The Navy’s go-to division for special operations weapons and accessories procurement, Navy Surface Warfare Center Crane, is under fire from Oregon-based optics manufacturer Leupold & Stevens.
According to Soldier Systems Daily, the company filed an official protest with the Government Accountability Office regarding a contract between NSWC Crane and firearms giant Sig Sauer for the Squad-Variable Powered Scope (Second Focal Plane).
Sig was initially awarded the contract in October 2018 after submitting a version of its TANGO6 optic as part of the bid.
Crane’s Expeditionary Warfare section functions as the de facto small arms and accessories procurement and development house for US Special Operations Command’s various unconventional warfare units.
If all went according to plan, the new Sig scopes, officially dubbed the SU-293/PVS, would be used on SOCOM-operated M4 carbines at effective ranges of up to 600 meters.
Officials with Leupold declined to comment on the record. Representatives from Sig Sauer did not respond to requests for comment.
The protest has nothing to do with the product itself, and no mention was made of the SU-293/PVS′s capabilities, strengths or weaknesses.

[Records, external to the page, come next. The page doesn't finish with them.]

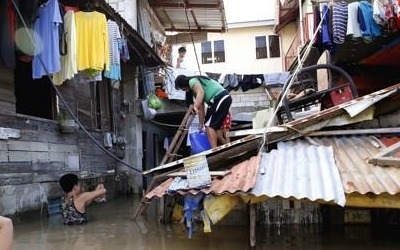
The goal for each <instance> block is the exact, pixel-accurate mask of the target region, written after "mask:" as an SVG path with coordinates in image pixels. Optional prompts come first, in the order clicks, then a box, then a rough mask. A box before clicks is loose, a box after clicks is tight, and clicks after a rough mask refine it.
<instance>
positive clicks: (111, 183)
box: [0, 66, 119, 215]
mask: <svg viewBox="0 0 400 250" xmlns="http://www.w3.org/2000/svg"><path fill="white" fill-rule="evenodd" d="M0 75H1V77H0V214H2V215H4V214H6V215H7V214H16V213H20V212H25V211H29V210H35V209H40V208H41V207H42V206H43V205H45V204H46V203H47V201H48V199H50V198H54V197H59V196H61V195H62V191H61V188H60V187H59V184H58V180H59V178H60V176H61V175H62V174H64V173H66V172H76V173H82V172H83V171H88V173H89V176H90V174H92V173H93V175H98V173H103V172H105V171H107V170H114V169H115V168H116V160H115V159H113V158H111V157H110V156H109V155H107V154H106V153H105V152H104V151H103V150H101V149H100V148H99V147H98V146H97V145H96V144H95V143H94V142H93V141H92V139H91V138H90V137H89V136H88V135H87V134H86V133H85V132H84V131H83V129H81V128H77V129H76V130H75V131H74V132H73V133H71V134H62V133H60V128H59V121H58V120H49V119H42V118H38V117H32V116H28V115H22V114H17V113H16V111H15V102H16V101H15V96H14V87H13V86H14V82H13V81H14V77H13V72H12V71H10V70H5V69H4V68H1V66H0ZM59 89H60V91H61V93H62V95H63V97H64V98H65V100H66V101H67V103H68V105H69V106H70V107H71V109H72V110H73V112H77V113H76V114H78V118H85V119H82V124H83V125H84V126H85V128H87V129H88V130H87V132H88V133H90V134H91V136H92V137H93V138H94V139H95V140H96V141H97V142H98V143H100V144H101V145H103V136H104V133H105V132H113V131H112V130H111V127H110V124H111V122H110V119H111V117H112V116H111V115H109V118H106V120H103V119H102V123H103V122H104V123H105V124H106V125H104V126H102V128H101V129H97V128H94V127H93V124H92V123H91V119H90V117H91V115H93V114H92V113H91V112H93V110H92V106H91V105H92V104H91V101H90V96H88V95H89V92H90V91H89V90H88V89H89V88H88V86H83V85H82V84H81V83H79V82H74V83H71V82H70V83H68V84H63V85H61V86H60V87H59ZM117 102H119V100H117ZM60 106H61V107H62V105H60ZM110 106H111V105H110ZM78 111H79V112H78ZM107 112H108V113H110V112H111V110H109V111H107ZM83 114H85V115H83ZM107 119H108V120H107ZM111 150H112V149H111ZM107 178H109V174H108V175H107ZM112 179H115V178H111V180H112ZM107 185H109V187H107V188H108V189H109V190H114V187H115V182H114V183H112V182H110V181H108V182H107ZM108 194H109V195H110V196H111V197H112V196H113V195H114V194H113V193H110V192H109V193H108Z"/></svg>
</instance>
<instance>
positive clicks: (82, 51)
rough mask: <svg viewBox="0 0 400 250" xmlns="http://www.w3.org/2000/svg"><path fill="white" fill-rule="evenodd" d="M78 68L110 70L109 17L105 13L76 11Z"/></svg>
mask: <svg viewBox="0 0 400 250" xmlns="http://www.w3.org/2000/svg"><path fill="white" fill-rule="evenodd" d="M75 25H76V38H77V65H78V70H79V71H80V70H85V69H94V70H99V71H102V70H109V68H110V52H109V42H108V30H107V19H106V16H105V15H104V14H103V13H100V12H97V11H93V12H83V11H78V12H76V13H75Z"/></svg>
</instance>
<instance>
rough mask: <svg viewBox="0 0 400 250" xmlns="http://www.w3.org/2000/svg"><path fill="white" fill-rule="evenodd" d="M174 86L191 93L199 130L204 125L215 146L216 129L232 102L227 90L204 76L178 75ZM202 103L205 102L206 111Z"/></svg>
mask: <svg viewBox="0 0 400 250" xmlns="http://www.w3.org/2000/svg"><path fill="white" fill-rule="evenodd" d="M175 88H177V89H181V90H183V91H186V92H192V93H193V96H194V97H195V99H194V103H193V107H194V111H195V112H196V113H197V114H198V115H199V130H202V129H203V127H204V126H205V127H206V132H207V137H208V140H209V142H210V145H211V148H215V147H217V146H218V136H217V131H218V130H220V129H221V127H222V124H223V122H224V119H225V117H226V116H227V115H228V113H229V108H230V106H231V104H232V97H231V96H230V95H229V93H228V91H226V90H225V89H224V87H222V85H221V84H219V83H218V82H217V81H215V80H213V79H211V78H209V77H206V76H190V77H189V76H185V75H179V76H177V77H176V79H175ZM204 104H207V112H205V107H204V106H205V105H204Z"/></svg>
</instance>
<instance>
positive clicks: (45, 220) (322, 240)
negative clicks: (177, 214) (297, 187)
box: [13, 197, 400, 250]
mask: <svg viewBox="0 0 400 250" xmlns="http://www.w3.org/2000/svg"><path fill="white" fill-rule="evenodd" d="M138 201H139V200H138V199H134V198H126V197H123V198H118V199H115V200H113V201H109V202H107V203H104V204H94V205H91V206H90V207H88V211H87V212H88V215H89V219H90V222H89V223H88V224H86V225H83V226H64V225H62V223H61V217H60V216H59V215H54V216H51V217H47V216H40V215H38V216H30V217H29V218H25V217H26V216H24V218H22V217H21V218H18V217H16V218H15V219H14V224H15V232H14V234H15V235H14V236H15V237H14V248H13V249H14V250H36V249H41V250H47V249H48V250H64V249H65V250H72V249H79V250H92V249H93V250H103V249H104V250H105V249H107V250H110V249H111V250H124V249H135V250H184V249H195V250H196V249H199V250H200V249H209V250H211V249H216V250H236V249H238V250H239V249H240V250H242V249H250V246H249V228H248V226H246V225H241V226H232V225H230V226H218V225H216V226H213V227H212V230H213V231H212V233H208V234H205V233H203V232H202V230H201V228H198V229H197V230H195V232H194V234H193V237H192V238H191V239H189V238H188V234H187V232H186V230H185V229H184V228H183V226H182V225H181V224H171V225H163V224H161V223H158V220H157V217H156V216H155V213H154V211H155V209H152V208H151V207H150V208H149V209H148V210H147V213H146V216H145V217H144V218H142V219H140V220H139V221H138V222H134V221H131V220H130V216H131V214H132V212H133V209H134V207H136V206H137V204H138ZM398 232H400V230H398V229H390V230H388V229H387V228H378V229H372V228H371V227H370V226H346V227H339V228H332V227H331V228H328V229H327V228H325V229H323V228H322V227H320V226H301V225H298V226H281V227H278V226H262V227H261V226H259V227H258V229H257V241H258V242H257V247H256V249H307V250H316V249H332V250H333V249H335V250H339V249H363V250H368V249H399V246H400V240H399V239H398V238H400V237H398Z"/></svg>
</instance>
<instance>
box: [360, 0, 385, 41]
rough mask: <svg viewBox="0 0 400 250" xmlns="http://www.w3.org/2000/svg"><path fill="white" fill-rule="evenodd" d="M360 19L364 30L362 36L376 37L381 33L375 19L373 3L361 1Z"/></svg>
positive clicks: (362, 33) (364, 36) (372, 38)
mask: <svg viewBox="0 0 400 250" xmlns="http://www.w3.org/2000/svg"><path fill="white" fill-rule="evenodd" d="M358 11H359V14H358V20H359V23H360V28H361V31H362V36H363V37H364V38H366V39H374V38H377V37H379V36H380V35H381V30H380V28H379V26H378V24H376V22H375V20H374V19H373V14H372V4H370V3H369V2H367V1H361V2H360V4H359V6H358Z"/></svg>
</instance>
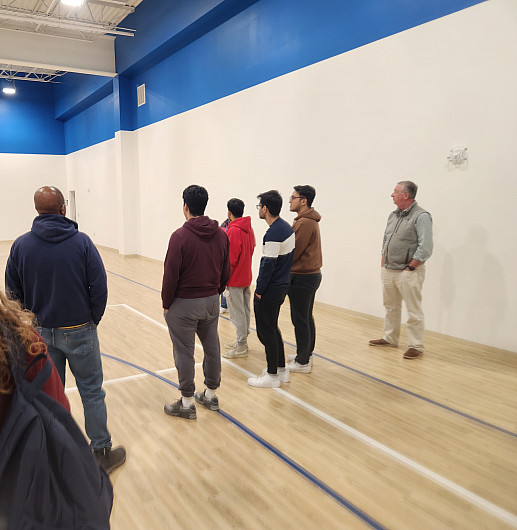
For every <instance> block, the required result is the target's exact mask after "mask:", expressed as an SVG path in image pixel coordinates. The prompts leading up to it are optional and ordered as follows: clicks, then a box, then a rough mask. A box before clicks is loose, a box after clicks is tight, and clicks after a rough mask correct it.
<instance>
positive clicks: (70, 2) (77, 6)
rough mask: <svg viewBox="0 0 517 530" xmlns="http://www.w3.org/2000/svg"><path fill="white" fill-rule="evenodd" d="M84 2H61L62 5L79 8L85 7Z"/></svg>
mask: <svg viewBox="0 0 517 530" xmlns="http://www.w3.org/2000/svg"><path fill="white" fill-rule="evenodd" d="M83 2H84V0H61V3H62V4H65V5H67V6H72V7H79V6H81V5H83Z"/></svg>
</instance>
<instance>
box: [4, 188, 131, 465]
mask: <svg viewBox="0 0 517 530" xmlns="http://www.w3.org/2000/svg"><path fill="white" fill-rule="evenodd" d="M34 205H35V207H36V210H37V212H38V214H39V215H38V216H37V217H36V218H35V219H34V221H33V223H32V229H31V231H30V232H27V233H26V234H24V235H22V236H20V237H18V238H17V239H16V241H15V242H14V243H13V246H12V247H11V252H10V254H9V258H8V260H7V266H6V270H5V286H6V291H7V292H8V294H9V296H10V298H13V299H16V300H19V301H20V302H21V303H22V304H23V306H24V307H26V308H27V309H29V310H30V311H32V312H33V313H34V314H35V315H36V318H37V320H38V322H39V324H40V326H41V327H38V332H39V333H40V335H41V336H42V337H43V340H44V341H45V343H46V344H47V348H48V352H49V354H50V356H51V358H52V360H53V362H54V364H55V366H56V368H57V371H58V373H59V376H60V377H61V381H62V382H63V385H64V383H65V368H66V361H67V360H68V364H69V366H70V370H71V371H72V373H73V374H74V377H75V379H76V382H77V388H78V390H79V393H80V395H81V400H82V402H83V407H84V421H85V429H86V434H87V436H88V437H89V438H90V440H91V446H92V449H93V452H94V454H95V457H96V458H97V460H98V461H99V463H100V464H101V465H102V466H103V467H104V469H105V470H106V471H107V472H111V471H112V470H113V469H115V468H116V467H118V466H120V465H121V464H123V463H124V461H125V459H126V451H125V449H124V448H123V447H121V446H120V447H117V448H113V449H112V447H111V446H112V444H111V435H110V433H109V431H108V427H107V411H106V403H105V392H104V390H103V389H102V381H103V373H102V362H101V357H100V347H99V339H98V336H97V325H98V324H99V322H100V320H101V318H102V315H103V314H104V309H105V307H106V301H107V299H108V288H107V281H106V271H105V270H104V265H103V263H102V259H101V257H100V255H99V253H98V251H97V249H96V248H95V246H94V244H93V243H92V241H91V239H90V238H89V237H88V236H87V235H86V234H83V233H82V232H79V230H78V229H77V228H78V225H77V223H76V222H75V221H72V220H71V219H68V218H67V217H66V205H65V200H64V198H63V194H62V193H61V191H59V190H58V189H57V188H55V187H53V186H44V187H42V188H40V189H38V190H37V191H36V193H35V194H34Z"/></svg>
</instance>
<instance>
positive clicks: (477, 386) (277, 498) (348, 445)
mask: <svg viewBox="0 0 517 530" xmlns="http://www.w3.org/2000/svg"><path fill="white" fill-rule="evenodd" d="M8 249H9V244H8V243H0V265H1V266H2V267H4V266H5V260H6V258H7V254H8ZM100 251H101V254H102V256H103V259H104V261H105V265H106V269H107V270H108V271H109V272H108V280H109V289H110V294H109V302H108V303H109V307H108V308H107V309H106V313H105V316H104V318H103V320H102V322H101V325H100V326H99V336H100V341H101V350H102V352H103V353H105V354H107V355H109V356H112V357H114V358H116V359H119V360H120V361H126V362H128V363H133V364H134V365H136V366H137V367H142V368H145V369H147V370H151V371H154V372H159V371H162V370H167V371H166V372H164V373H163V374H162V375H163V377H164V378H166V379H168V380H170V381H171V382H172V383H177V373H176V372H175V371H174V370H170V369H171V368H173V360H172V346H171V342H170V338H169V336H168V332H167V330H166V329H165V326H164V320H163V314H162V309H161V300H160V294H159V290H160V287H161V275H162V270H163V265H162V264H161V263H160V262H158V261H154V260H149V259H144V258H139V257H123V256H120V255H118V254H117V253H116V252H114V251H112V250H110V249H105V248H101V249H100ZM315 316H316V321H317V330H318V337H317V344H316V354H317V355H316V356H315V360H314V369H313V372H312V374H310V375H306V374H292V375H291V382H290V383H289V384H286V385H282V389H281V391H275V390H272V389H256V388H251V387H249V386H248V385H247V384H246V378H247V377H248V374H250V373H253V374H255V373H258V372H260V371H262V369H263V368H264V366H265V355H264V350H263V347H262V346H261V344H260V343H259V341H258V339H257V337H256V334H255V333H254V332H252V333H251V334H250V336H249V346H250V351H249V356H248V357H247V358H245V359H238V360H235V361H226V360H225V361H224V362H223V372H222V385H221V388H220V389H219V391H218V396H219V399H220V402H221V408H222V410H223V412H224V414H219V413H214V412H211V411H208V410H206V409H204V408H202V407H199V406H198V407H197V413H198V419H197V420H196V421H187V420H182V419H178V418H171V417H169V416H167V415H165V414H164V413H163V404H164V403H165V402H171V401H173V400H175V399H177V398H178V397H179V392H178V390H177V389H176V388H174V386H171V385H170V384H167V383H166V382H164V381H162V380H159V379H157V378H155V377H152V376H150V375H145V376H144V377H141V375H142V374H144V373H145V372H142V371H141V370H139V369H138V368H135V367H132V366H130V365H128V364H124V363H123V362H120V361H117V360H115V359H112V358H110V357H104V358H103V365H104V375H105V381H108V384H106V385H105V388H106V394H107V404H108V418H109V427H110V430H111V432H112V435H113V442H114V443H116V444H117V443H123V444H124V445H125V446H126V447H127V449H128V460H127V463H126V465H125V466H123V467H122V468H121V469H119V470H117V471H115V472H114V473H113V474H112V479H113V483H114V486H115V495H116V497H115V504H114V509H113V514H112V527H113V528H114V529H116V530H118V529H124V530H125V529H133V528H134V529H140V528H150V529H162V528H185V529H190V528H197V527H206V528H221V529H223V528H250V529H254V528H317V527H325V528H364V527H368V526H369V524H368V520H366V521H365V520H364V519H361V517H360V516H357V515H354V513H352V511H351V510H350V509H348V508H347V507H346V506H345V505H344V504H343V503H340V502H338V501H337V500H335V499H333V498H332V497H330V496H329V495H328V494H327V493H325V492H324V491H323V490H322V489H321V488H320V487H318V483H319V484H321V485H324V486H326V487H328V488H330V489H331V490H333V491H335V493H336V495H337V496H338V499H341V501H345V502H347V503H351V504H352V505H353V506H355V507H357V508H358V509H359V510H361V511H362V513H364V515H365V517H369V518H371V520H372V521H376V522H377V523H379V525H380V526H381V527H382V526H384V527H388V528H408V529H414V528H422V529H427V528H429V529H435V528H512V527H517V481H516V479H515V477H516V476H517V459H516V458H515V454H517V453H516V449H517V412H516V411H517V384H516V383H517V377H516V374H517V354H514V353H511V352H505V351H500V350H494V349H492V348H488V347H485V346H481V345H477V344H473V343H469V342H467V341H460V340H457V339H453V338H448V337H444V336H442V335H438V334H433V333H428V334H427V338H426V353H425V355H424V356H423V358H421V359H418V360H416V361H407V360H403V359H402V353H403V351H404V348H403V347H402V344H404V340H405V336H403V337H402V340H401V347H400V348H387V349H382V348H372V347H369V346H368V344H367V342H368V340H369V339H371V338H377V337H380V336H381V335H380V334H381V330H382V322H381V321H380V319H377V318H374V317H369V316H367V315H361V314H358V313H354V312H351V311H346V310H343V309H339V308H335V307H331V306H328V305H325V304H321V303H317V304H316V308H315ZM252 325H254V324H253V323H252ZM280 328H281V330H282V333H283V336H284V340H285V341H286V342H287V343H289V344H287V345H286V354H288V353H294V351H295V347H294V346H293V345H294V343H295V340H294V332H293V329H292V325H291V323H290V317H289V306H288V301H286V303H285V304H284V306H283V307H282V311H281V316H280ZM219 333H220V338H221V342H222V343H224V342H229V341H231V340H233V339H234V329H233V326H232V324H231V322H229V320H228V318H227V315H222V317H221V318H220V324H219ZM196 362H198V363H201V362H202V351H201V350H200V349H197V350H196ZM134 376H138V377H136V378H134ZM74 385H75V383H74V381H73V377H72V376H69V377H68V379H67V387H68V388H69V391H68V396H69V398H70V400H71V403H72V407H73V414H74V416H75V417H76V419H77V420H78V422H79V423H80V424H81V425H82V423H83V419H82V406H81V403H80V398H79V395H78V393H77V391H75V390H73V388H72V387H73V386H74ZM196 386H197V387H198V388H200V389H201V388H203V376H202V370H201V367H198V368H197V369H196ZM448 408H449V409H452V410H448ZM225 414H226V415H228V417H225ZM465 415H470V416H472V417H473V418H468V417H465ZM476 420H478V421H476ZM483 422H485V423H486V424H484V423H483ZM239 424H242V425H244V426H245V428H246V429H249V431H250V432H252V433H254V434H256V436H257V437H260V438H261V439H262V440H263V442H264V443H260V442H259V441H257V440H256V439H254V438H253V437H251V436H250V435H249V434H248V433H246V432H244V431H243V430H242V429H241V428H239V426H238V425H239ZM495 427H499V428H500V429H502V430H498V429H497V428H495ZM504 431H506V432H504ZM370 442H371V443H370ZM275 451H276V453H275ZM280 455H285V456H286V458H288V459H291V461H292V463H294V464H296V465H298V466H300V467H301V468H302V470H306V471H307V473H308V474H310V475H311V476H312V477H313V478H314V480H315V481H316V482H317V483H315V482H313V481H311V480H309V479H308V478H307V477H306V476H304V475H303V474H301V473H300V472H299V471H298V470H296V469H295V468H293V467H292V466H291V465H289V464H287V463H285V462H284V461H283V460H282V459H281V458H280ZM442 479H443V480H442Z"/></svg>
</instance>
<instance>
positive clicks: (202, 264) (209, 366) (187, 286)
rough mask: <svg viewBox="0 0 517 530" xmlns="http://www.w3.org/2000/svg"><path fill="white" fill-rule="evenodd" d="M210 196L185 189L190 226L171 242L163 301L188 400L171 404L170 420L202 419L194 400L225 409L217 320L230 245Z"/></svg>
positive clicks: (176, 364) (213, 409) (196, 191)
mask: <svg viewBox="0 0 517 530" xmlns="http://www.w3.org/2000/svg"><path fill="white" fill-rule="evenodd" d="M207 202H208V192H207V191H206V189H205V188H203V187H202V186H196V185H192V186H188V187H187V188H185V190H184V191H183V214H184V216H185V219H186V220H187V222H186V223H185V224H184V225H183V226H182V227H181V228H178V230H176V231H175V232H174V233H173V234H172V235H171V238H170V241H169V248H168V250H167V255H166V256H165V264H164V271H163V284H162V302H163V310H164V316H165V321H166V322H167V326H168V328H169V334H170V336H171V339H172V345H173V354H174V363H175V364H176V368H177V370H178V380H179V390H180V392H181V395H182V397H181V398H180V399H179V400H178V401H176V402H175V403H167V404H166V405H165V407H164V410H165V412H166V413H167V414H169V415H170V416H177V417H180V418H185V419H188V420H194V419H196V406H195V405H194V400H195V401H196V402H197V403H199V404H201V405H203V406H204V407H206V408H208V409H209V410H218V409H219V400H218V398H217V396H216V395H215V391H216V390H217V388H219V384H220V382H221V354H220V346H219V336H218V334H217V322H218V319H219V295H220V294H221V293H222V292H223V291H224V289H225V287H226V283H227V282H228V278H229V277H230V259H229V245H230V244H229V242H228V238H227V237H226V234H225V233H224V232H223V231H222V230H221V229H220V228H219V224H218V223H217V221H213V220H212V219H209V218H208V217H207V216H206V215H204V213H205V208H206V204H207ZM196 335H197V336H198V337H199V340H200V341H201V344H202V345H203V353H204V359H203V373H204V376H205V386H206V388H205V390H204V391H203V392H197V393H195V383H194V347H195V338H196Z"/></svg>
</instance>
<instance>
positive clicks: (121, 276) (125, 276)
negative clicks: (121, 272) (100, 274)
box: [106, 269, 161, 293]
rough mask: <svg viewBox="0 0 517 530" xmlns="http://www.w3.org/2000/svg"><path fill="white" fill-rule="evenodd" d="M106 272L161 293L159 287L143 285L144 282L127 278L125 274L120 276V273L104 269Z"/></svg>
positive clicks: (129, 278) (146, 288)
mask: <svg viewBox="0 0 517 530" xmlns="http://www.w3.org/2000/svg"><path fill="white" fill-rule="evenodd" d="M106 272H109V273H110V274H113V276H118V277H119V278H122V279H123V280H127V281H128V282H131V283H136V284H137V285H141V286H142V287H145V288H146V289H150V290H151V291H154V292H155V293H161V291H160V290H159V289H154V288H153V287H149V286H148V285H145V284H144V283H140V282H137V281H135V280H132V279H131V278H127V277H126V276H122V274H117V273H116V272H113V271H109V270H108V269H106Z"/></svg>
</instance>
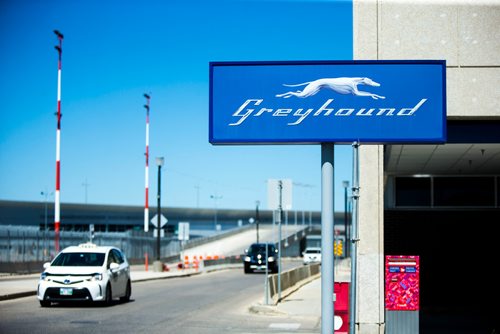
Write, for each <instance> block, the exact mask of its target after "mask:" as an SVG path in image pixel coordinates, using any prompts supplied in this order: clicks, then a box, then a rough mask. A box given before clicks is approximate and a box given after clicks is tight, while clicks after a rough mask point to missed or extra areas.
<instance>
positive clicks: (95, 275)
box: [90, 274, 103, 281]
mask: <svg viewBox="0 0 500 334" xmlns="http://www.w3.org/2000/svg"><path fill="white" fill-rule="evenodd" d="M102 277H103V276H102V274H94V275H92V278H91V279H90V280H91V281H102Z"/></svg>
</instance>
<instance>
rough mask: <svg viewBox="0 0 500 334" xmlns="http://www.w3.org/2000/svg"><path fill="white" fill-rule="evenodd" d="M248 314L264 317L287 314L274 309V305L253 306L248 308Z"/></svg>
mask: <svg viewBox="0 0 500 334" xmlns="http://www.w3.org/2000/svg"><path fill="white" fill-rule="evenodd" d="M248 312H250V313H254V314H264V315H276V316H278V315H281V316H283V315H288V313H286V312H283V311H280V310H278V309H277V308H276V306H275V305H264V304H255V305H252V306H250V307H249V308H248Z"/></svg>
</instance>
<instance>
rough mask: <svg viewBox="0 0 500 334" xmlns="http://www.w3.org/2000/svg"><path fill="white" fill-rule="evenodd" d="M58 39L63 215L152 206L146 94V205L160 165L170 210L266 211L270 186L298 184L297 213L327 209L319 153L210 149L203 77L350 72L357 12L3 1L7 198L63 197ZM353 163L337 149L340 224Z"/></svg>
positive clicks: (296, 2) (47, 0)
mask: <svg viewBox="0 0 500 334" xmlns="http://www.w3.org/2000/svg"><path fill="white" fill-rule="evenodd" d="M54 29H58V30H60V31H61V32H62V33H63V34H64V41H63V55H62V57H63V59H62V114H63V117H62V125H61V127H62V130H61V203H62V206H61V212H62V213H63V214H64V203H85V199H86V194H87V200H88V203H95V204H119V205H137V206H142V205H144V164H145V159H144V152H145V118H146V112H145V109H144V107H143V105H144V104H145V99H144V97H143V93H150V94H151V114H150V206H156V192H157V186H156V184H157V167H156V166H155V164H154V159H155V157H157V156H163V157H165V166H164V168H163V172H162V206H167V207H197V206H199V207H204V208H213V207H214V205H215V204H216V205H217V207H218V208H239V209H251V208H254V206H255V201H256V200H260V202H261V203H262V204H261V208H267V180H268V179H291V180H292V181H293V183H294V184H295V186H294V189H293V208H294V209H297V210H320V208H321V196H320V194H321V175H320V168H321V154H320V153H321V152H320V151H321V150H320V146H317V145H293V146H292V145H289V146H284V145H280V146H277V145H271V146H229V147H228V146H212V145H210V144H209V142H208V101H209V96H208V95H209V91H208V84H209V83H208V79H209V72H208V66H209V62H210V61H254V60H337V59H352V3H351V2H350V1H334V0H331V1H326V0H325V1H311V0H304V1H293V0H289V1H288V0H276V1H264V0H262V1H261V0H257V1H255V0H252V1H222V0H211V1H201V0H200V1H188V0H184V1H172V0H168V1H123V0H121V1H95V0H91V1H51V0H46V1H37V0H26V1H17V0H4V1H1V2H0V50H1V52H0V73H1V76H0V101H1V104H0V106H1V112H0V199H4V200H20V201H43V200H44V197H43V196H42V195H41V194H40V192H41V191H47V192H49V193H51V192H53V191H54V189H55V151H56V145H55V143H56V117H55V116H54V113H55V112H56V111H57V51H56V50H55V49H54V46H55V45H56V44H57V38H56V36H55V34H54V33H53V30H54ZM351 150H352V148H351V146H349V145H347V146H346V145H344V146H336V151H335V153H336V158H335V164H336V166H335V168H336V169H335V173H336V175H335V183H336V184H335V189H336V194H335V196H336V199H335V208H336V210H338V211H342V210H343V207H344V204H343V200H344V198H343V196H344V190H343V188H342V180H351V174H352V171H351V167H352V161H351V159H352V158H351ZM86 181H87V182H86ZM84 183H88V186H87V187H85V186H84V185H83V184H84ZM211 195H216V196H217V197H221V198H220V199H219V200H218V201H217V203H215V201H214V200H213V199H211V197H210V196H211ZM53 200H54V198H53V196H49V201H53Z"/></svg>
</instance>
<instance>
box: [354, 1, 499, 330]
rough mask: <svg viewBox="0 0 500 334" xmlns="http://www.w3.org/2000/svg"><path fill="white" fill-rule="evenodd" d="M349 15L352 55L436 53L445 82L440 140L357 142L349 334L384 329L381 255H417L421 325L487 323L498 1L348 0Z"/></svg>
mask: <svg viewBox="0 0 500 334" xmlns="http://www.w3.org/2000/svg"><path fill="white" fill-rule="evenodd" d="M353 14H354V24H353V25H354V59H356V60H374V59H377V60H378V59H380V60H382V59H385V60H393V59H398V60H419V59H444V60H446V78H447V90H446V93H447V132H448V136H447V142H446V144H444V145H365V146H364V145H363V144H362V143H361V146H360V157H359V159H360V201H359V208H360V212H359V224H360V227H359V232H360V242H359V248H358V250H359V255H358V259H359V262H358V275H357V277H356V279H357V282H358V287H359V290H358V298H357V305H358V308H357V323H358V326H357V328H358V330H359V333H377V334H378V333H384V330H385V324H386V318H385V310H384V256H385V255H419V256H420V319H421V321H422V319H427V320H428V321H431V320H429V319H432V317H433V316H434V315H445V316H446V315H449V314H453V315H454V316H457V315H459V316H461V317H462V318H463V319H464V323H465V322H466V321H467V319H471V318H475V319H477V321H476V322H477V323H483V324H485V328H495V326H496V328H497V330H498V315H499V314H500V307H499V303H498V300H499V299H500V286H499V284H498V278H497V277H496V276H495V275H494V274H492V273H490V271H491V269H492V267H496V263H498V261H499V255H500V252H499V250H498V249H499V248H498V237H499V234H498V233H497V232H496V231H497V229H498V226H499V223H500V89H499V86H500V2H499V1H459V0H450V1H438V0H436V1H386V0H370V1H368V0H366V1H365V0H354V3H353ZM443 326H444V327H443V328H450V326H452V327H453V326H460V324H443ZM421 329H422V328H421ZM424 332H425V331H424Z"/></svg>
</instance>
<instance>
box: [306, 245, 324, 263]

Instead, the protest revolves around a modification to the original contract which Leupold asserts is against the rules of the competition.
Leupold’s primary issue is with the adoption of a different reticle with Sig’s S-VPS winning bid, due to a shift in SOCOM’s changed preference for a Tremor8 etched and illuminated reticle instead of the wire reticle the SU-293/PVS first came with, according to a letter reportedly Leupold’s counsel and posted by Soldier Systems Daily.
Thanks to the change in requirements on SOCOM’s part, the modification to the scopes resulted in a $9.4 million addition to the S-VPS(SFP) contract, stacked on top of the $12.1 million which was awarded by Crane on the original winning bid — a jump of over 75% of the contract’s value.
Leupold’s protest hinges around the claim that a new competition should have been launched by Crane instead, and not doing so was a violation of the rules governing the solicitation and procurement of hardware by the government.
The GAO is set to investigate the matter, though no prospective timeline has been released.